President of WIBDI, Peseta Afoa Tiotio

8 September, 2017. Samoa – Farming should be considered a viable worthy profession by the youth of Samoa. Youth should not wait for government to provide jobs for them, but rather, make use of the land to help provide for their families.

These were the views expressed by the President of the Women in Business Development Inc (WIBDI), Peseta Afoa Tiotio.

Speaking at the visit to their WIBDI office, of the British Minister for the Commonwealth and the United Nations, Lord Ahmad of Wimbledon, Ms Tiotio said, “People have this mentality that being a doctor or lawyer, or any desk job is a suitable profession, but what about farming.”

“The young people shouldn’t wait around for the Government to provide jobs for them. They can have their own jobs by farming their own land.”

“In Samoa, most of us do not have to buy or rent land and we have the opportunity to plant fruits and vegetables for our own use. Imported produce is expensive, but we can all plant our own little gardens no matter how small. ”

She also stated that the youth should disregard the social stigma attached to farming and look at the amount of income available for farming produce.

Lord Ahmad was visiting WIBDI to learn more about their community-based projects.

 

President of WIBDI, Peseta Afoa Tiotio explained, “We have a different approach, we don’t focus on just women, but we focus on the whole family.
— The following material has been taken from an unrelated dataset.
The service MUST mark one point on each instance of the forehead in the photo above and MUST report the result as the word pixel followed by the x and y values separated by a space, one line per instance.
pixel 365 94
If you empower the whole family, it will include the women and children. We encourage these families to create a savings account with us, which they can withdraw upon for school fees of their children.”

WIBDI currently has around 1,500 community producers in Samoa, through their assistance; grass-root level families have been empowered and educated in business management and production of the final products.
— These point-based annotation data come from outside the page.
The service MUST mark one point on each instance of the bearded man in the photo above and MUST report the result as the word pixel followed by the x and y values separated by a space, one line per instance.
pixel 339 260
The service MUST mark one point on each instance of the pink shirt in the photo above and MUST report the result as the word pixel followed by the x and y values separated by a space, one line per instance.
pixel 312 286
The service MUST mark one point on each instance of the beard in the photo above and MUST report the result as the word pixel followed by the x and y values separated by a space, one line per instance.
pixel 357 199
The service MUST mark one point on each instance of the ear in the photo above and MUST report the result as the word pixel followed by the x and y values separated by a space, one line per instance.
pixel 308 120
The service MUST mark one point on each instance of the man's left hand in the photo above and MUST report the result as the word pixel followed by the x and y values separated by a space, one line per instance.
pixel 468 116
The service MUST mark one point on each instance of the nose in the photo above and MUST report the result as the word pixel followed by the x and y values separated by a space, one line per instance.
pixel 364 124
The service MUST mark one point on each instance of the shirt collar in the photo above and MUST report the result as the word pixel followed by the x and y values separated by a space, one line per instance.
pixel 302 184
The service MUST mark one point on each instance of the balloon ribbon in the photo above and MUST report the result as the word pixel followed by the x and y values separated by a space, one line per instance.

Expressing his admiration, Lord Ahmad said, “I think your family model is quite an interesting and powerful model. So you are working collectively, a thing we are all challenged by, especially with the diminishing role of families.”

According to Lord Ahmad, the international market is becoming more cognisant about where products are produced, an advantage for WIBDI organic products.

President Tiotio said, “As President, I am very pleased that the Minister has come all the way to meet us, and has given his support. I also request that you consider sustaining existing projects such as WIBDI to allow the projects to grow and develop within the community.”

In reply, Lord Ahmad said, “What you have done so far through your projects has been a major achievement, I must admit you have struck a real chord with me about family and community based projects. What you have created is an advancement for you whole community.”

Lord Ahmad then spoke about the U.K’s support of social enterprise in Samoa and across the Pacific region.

“First I am delighted that the British Government funded the Active Citizens Programme and it will send several participants to Christchurch, New Zealand, for the Social Enterprise World Forum 2017 (from the 17th – 29th of September). We want to connect the Pacific participants and their international peers, so they can learn from each other’s experience and share stories about their social enterprise journey”.

“We also want to raise awareness amongst political and business leaders at the Forum about the opportunities social enterprises provide to meet Sustainable Development Goals by using a business model to create positive social impact”.

“I am also pleased to announce that the first Active Citizens programme in Samoa will take place in November this year. The programme will work with partners around the globe, helping to train participants in the skills and knowledge they need to affect change in their communities”.

In the Pacific, the focus will be on social enterprise, youth leadership and gender equality. Participants will include social entrepreneurs and young leaders from Samoa, Fiji, Tonga, the Solomon Islands and other Pacific Island nations.